Appendix 2: Detailed patient case studies
Case Study – Ethel Thurston
Summary of hospital admission
- In 1999, Ethel Thurston was aged 78 and was resident in a nursing home.
- On 15 June, she fell and fractured her left neck of femur. She was admitted to the Royal Hospital Haslar (‘Haslar Hospital’), where she underwent a left cemented hemiarthroplasty (partial hip replacement).
- On 29 June, she was admitted to Gosport War Memorial Hospital for rehabilitation and mobilisation.
- On 16 July, she was noted to be much more settled.
- On 25 July, she vomited but was said to be a “little brighter”.
- On 26 July, Miss Thurston died.
Background, care and treatment
In 1999, Miss Thurston was living in a nursing home. She had learning difficulties and was thought to have the mental capacity of a ten year old. Miss Thurston had once held down a job in a bank, was able to perform simple tasks and had been able to travel across London independently. She was long-sighted and wore glasses. Miss Thurston was said to have become aggressive from January 1999. In June, the nursing home had considered seeking a referral to a psychiatrist specialising in old age because of her aggression.
On 15 June, Miss Thurston fell in the dining room of the nursing home and was admitted to Haslar Hospital where she underwent a left cemented hemiarthroplasty (partial hip replacement).

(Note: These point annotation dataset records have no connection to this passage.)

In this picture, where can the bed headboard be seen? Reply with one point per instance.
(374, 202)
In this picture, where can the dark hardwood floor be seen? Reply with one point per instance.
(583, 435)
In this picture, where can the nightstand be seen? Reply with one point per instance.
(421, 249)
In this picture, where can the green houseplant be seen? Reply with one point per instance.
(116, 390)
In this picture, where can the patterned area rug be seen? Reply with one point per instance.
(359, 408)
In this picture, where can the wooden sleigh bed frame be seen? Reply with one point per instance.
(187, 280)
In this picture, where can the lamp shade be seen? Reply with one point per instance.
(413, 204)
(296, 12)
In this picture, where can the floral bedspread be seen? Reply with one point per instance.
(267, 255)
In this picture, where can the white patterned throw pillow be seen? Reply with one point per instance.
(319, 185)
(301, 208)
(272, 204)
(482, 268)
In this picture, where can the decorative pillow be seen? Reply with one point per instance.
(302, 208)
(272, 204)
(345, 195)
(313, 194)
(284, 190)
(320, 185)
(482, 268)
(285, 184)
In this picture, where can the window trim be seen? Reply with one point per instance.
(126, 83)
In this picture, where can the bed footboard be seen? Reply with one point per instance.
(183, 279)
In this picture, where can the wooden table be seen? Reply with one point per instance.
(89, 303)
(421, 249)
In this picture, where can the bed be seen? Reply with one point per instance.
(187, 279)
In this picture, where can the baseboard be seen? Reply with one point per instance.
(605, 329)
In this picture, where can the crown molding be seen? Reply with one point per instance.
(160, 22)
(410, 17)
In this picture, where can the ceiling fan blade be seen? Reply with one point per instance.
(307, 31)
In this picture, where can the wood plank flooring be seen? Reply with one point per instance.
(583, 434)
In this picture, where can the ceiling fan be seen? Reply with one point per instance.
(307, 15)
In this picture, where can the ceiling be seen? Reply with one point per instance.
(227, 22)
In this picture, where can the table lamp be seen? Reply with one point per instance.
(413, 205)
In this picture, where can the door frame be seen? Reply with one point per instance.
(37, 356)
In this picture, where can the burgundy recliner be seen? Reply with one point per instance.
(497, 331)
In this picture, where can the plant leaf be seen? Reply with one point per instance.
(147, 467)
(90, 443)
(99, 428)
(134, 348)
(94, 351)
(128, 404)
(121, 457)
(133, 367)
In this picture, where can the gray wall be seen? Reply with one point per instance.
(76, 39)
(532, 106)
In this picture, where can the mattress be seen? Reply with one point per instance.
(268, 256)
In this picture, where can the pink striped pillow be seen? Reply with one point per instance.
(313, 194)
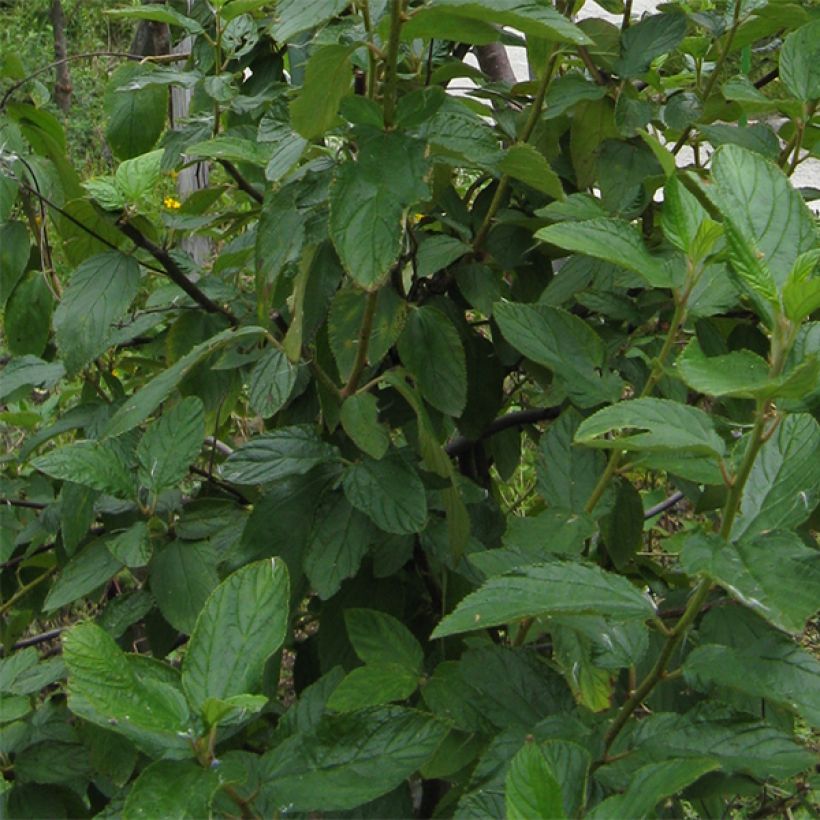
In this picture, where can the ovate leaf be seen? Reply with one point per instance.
(541, 590)
(431, 349)
(654, 425)
(774, 574)
(241, 625)
(347, 760)
(531, 789)
(613, 240)
(170, 445)
(287, 451)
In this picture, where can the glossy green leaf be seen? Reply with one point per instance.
(566, 344)
(374, 684)
(336, 545)
(525, 163)
(142, 403)
(775, 669)
(380, 638)
(542, 590)
(271, 382)
(295, 16)
(774, 574)
(14, 252)
(531, 789)
(360, 420)
(135, 116)
(431, 349)
(527, 16)
(181, 789)
(101, 465)
(799, 61)
(271, 456)
(784, 486)
(347, 760)
(389, 492)
(105, 688)
(170, 445)
(132, 547)
(243, 622)
(368, 200)
(88, 570)
(642, 42)
(327, 79)
(183, 575)
(613, 240)
(658, 425)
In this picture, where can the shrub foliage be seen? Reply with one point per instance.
(473, 470)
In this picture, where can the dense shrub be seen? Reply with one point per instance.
(474, 468)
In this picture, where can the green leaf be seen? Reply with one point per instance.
(347, 760)
(336, 545)
(360, 419)
(525, 163)
(613, 240)
(89, 569)
(27, 316)
(98, 294)
(183, 575)
(328, 75)
(368, 200)
(799, 61)
(738, 744)
(180, 789)
(29, 371)
(243, 622)
(774, 668)
(133, 546)
(295, 16)
(105, 688)
(773, 574)
(373, 685)
(380, 638)
(14, 253)
(139, 406)
(527, 16)
(764, 242)
(170, 445)
(652, 783)
(566, 473)
(287, 451)
(531, 790)
(565, 343)
(389, 492)
(135, 117)
(100, 465)
(271, 382)
(667, 426)
(653, 36)
(159, 14)
(543, 590)
(431, 349)
(784, 486)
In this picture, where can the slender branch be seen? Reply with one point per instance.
(664, 505)
(243, 183)
(159, 58)
(461, 444)
(363, 343)
(392, 64)
(713, 77)
(173, 271)
(22, 502)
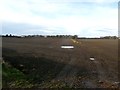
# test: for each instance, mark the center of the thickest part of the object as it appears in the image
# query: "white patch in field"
(69, 47)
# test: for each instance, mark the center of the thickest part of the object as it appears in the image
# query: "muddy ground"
(77, 70)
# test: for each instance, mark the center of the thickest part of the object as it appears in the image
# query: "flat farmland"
(45, 64)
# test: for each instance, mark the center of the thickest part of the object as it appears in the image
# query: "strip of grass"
(13, 78)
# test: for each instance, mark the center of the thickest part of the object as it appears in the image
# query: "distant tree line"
(59, 36)
(44, 36)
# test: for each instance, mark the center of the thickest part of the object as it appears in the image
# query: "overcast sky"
(91, 18)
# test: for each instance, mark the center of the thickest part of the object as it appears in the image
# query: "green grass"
(12, 77)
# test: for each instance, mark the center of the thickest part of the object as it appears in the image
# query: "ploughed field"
(42, 63)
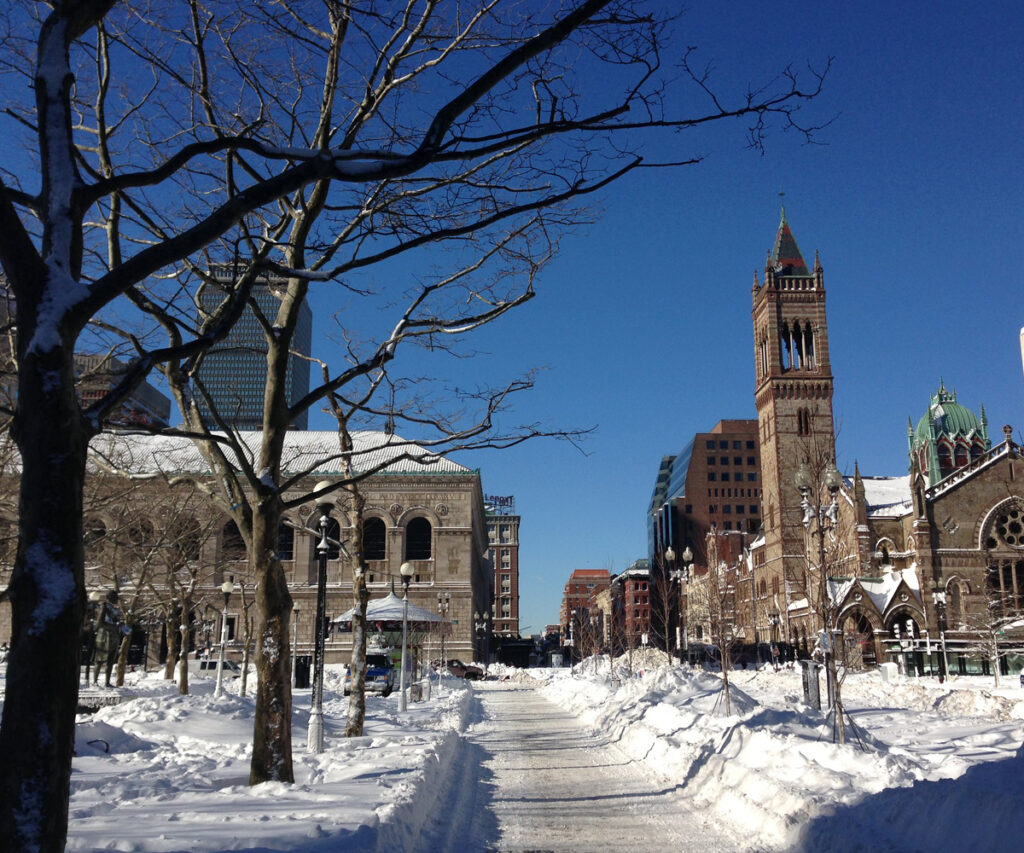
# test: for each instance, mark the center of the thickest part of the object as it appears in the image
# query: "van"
(208, 667)
(380, 673)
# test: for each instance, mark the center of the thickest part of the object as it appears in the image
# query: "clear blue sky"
(643, 323)
(912, 198)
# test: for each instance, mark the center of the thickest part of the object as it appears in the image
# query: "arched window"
(184, 539)
(374, 539)
(803, 422)
(418, 540)
(286, 542)
(232, 546)
(945, 460)
(140, 532)
(333, 539)
(955, 605)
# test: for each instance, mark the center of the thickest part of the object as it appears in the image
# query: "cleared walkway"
(543, 782)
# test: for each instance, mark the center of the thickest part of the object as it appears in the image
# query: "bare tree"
(827, 560)
(987, 629)
(309, 143)
(714, 597)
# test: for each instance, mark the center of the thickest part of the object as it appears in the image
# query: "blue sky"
(643, 323)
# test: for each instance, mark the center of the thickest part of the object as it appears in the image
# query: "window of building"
(418, 540)
(374, 539)
(333, 539)
(286, 542)
(232, 546)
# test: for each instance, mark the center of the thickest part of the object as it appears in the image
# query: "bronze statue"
(107, 631)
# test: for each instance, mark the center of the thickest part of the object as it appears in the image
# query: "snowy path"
(536, 779)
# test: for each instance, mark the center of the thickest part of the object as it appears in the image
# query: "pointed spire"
(785, 258)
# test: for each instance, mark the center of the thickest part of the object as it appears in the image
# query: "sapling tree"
(315, 144)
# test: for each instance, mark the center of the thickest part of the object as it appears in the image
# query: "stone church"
(158, 537)
(926, 568)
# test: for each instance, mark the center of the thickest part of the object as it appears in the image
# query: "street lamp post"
(825, 516)
(314, 739)
(481, 629)
(682, 574)
(226, 588)
(408, 570)
(295, 641)
(940, 606)
(443, 602)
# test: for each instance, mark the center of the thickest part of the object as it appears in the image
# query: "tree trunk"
(271, 760)
(123, 659)
(173, 642)
(246, 651)
(357, 699)
(47, 595)
(360, 595)
(183, 648)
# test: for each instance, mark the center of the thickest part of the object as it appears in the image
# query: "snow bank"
(164, 772)
(770, 770)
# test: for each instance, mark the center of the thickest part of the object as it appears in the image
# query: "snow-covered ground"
(928, 767)
(937, 767)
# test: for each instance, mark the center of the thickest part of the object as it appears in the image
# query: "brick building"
(431, 515)
(925, 568)
(503, 539)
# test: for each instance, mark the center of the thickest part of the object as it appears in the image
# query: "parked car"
(208, 667)
(467, 671)
(380, 674)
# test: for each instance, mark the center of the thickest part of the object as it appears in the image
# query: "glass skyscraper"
(235, 371)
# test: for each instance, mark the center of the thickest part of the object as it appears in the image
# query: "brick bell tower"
(794, 393)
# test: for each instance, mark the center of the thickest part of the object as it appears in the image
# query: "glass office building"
(235, 371)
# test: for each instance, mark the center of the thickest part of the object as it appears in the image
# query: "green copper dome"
(948, 417)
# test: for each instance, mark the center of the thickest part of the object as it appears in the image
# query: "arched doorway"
(858, 634)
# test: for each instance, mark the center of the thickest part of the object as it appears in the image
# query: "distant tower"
(793, 392)
(948, 436)
(503, 535)
(235, 371)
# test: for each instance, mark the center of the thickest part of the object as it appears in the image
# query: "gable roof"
(316, 451)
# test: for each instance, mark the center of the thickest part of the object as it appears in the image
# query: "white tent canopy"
(389, 608)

On 24 June, Dr Richard Ian Reid assessed Miss Thurston at Haslar Hospital. He noted that her behaviour had:
“… been difficult in that when asked to do things she was not keen to attempt to do, she is uncooperative and has been striking out at members of staff. She has been reluctant to eat and drink and has been hoisted in and out of bed or alternatively been transferred in and out of bed with the help of three nurses. I understand that she as incontinent and as a result was catheterised … when I saw her [Miss Thurston] was pleasant and cooperative. She smiled readily. I was unable to obtain any history from her as she appeared to have very limited vocabulary and/or was dysphasic. She was able to move both legs without pain and I was able to get her to attempt to stand. She was backward leaning and not taking her full weight through her legs, but she did not appear to be in any pain and my impression was that she had the physical potential to remobilise. However, whether she will do so will be very dependent on how she behaves. I think it would be appropriate to transfer to the War Memorial Hospital for a period of further assessment and hopefully remobilisation.”
On 29 June, Miss Thurston was admitted to Gosport War Memorial Hospital for rehabilitation, care and mobilisation.
At the time of her admission to Gosport War Memorial Hospital, Miss Thurston was able to wash, dress and feed herself with encouragement and some help. Although she had a limited vocabulary, she had no difficulty in communicating. In addition to her fractured femur, Miss Thurston had an ulcer on her lower left leg, was prone to constipation and had in recent years become incontinent, which had necessitated the use of a catheter at Haslar Hospital. Miss Thurston’s drug therapy was oxybutynin (for urinary incontinence) and zopiclone (a night sedative).
On 29 June, the admission nursing notes record Miss Thurston as demented with learning difficulties; in need of hoisting with “no inclination to rehabilitate”; very reluctant to take food and fluids; and “willing to feed herself only if she feels like it”. In addition, “her behaviour can be aggressive and she has been known to strike staff”.
On 1 July, a fentanyl patch (25 micrograms) was prescribed by Dr Jane Barton. The prescription sheet records that the patch was to be given every three days. A fentanyl patch was administered on 1 July and then every three days. It was again prescribed on 7 July. The last patch was applied on 25 July.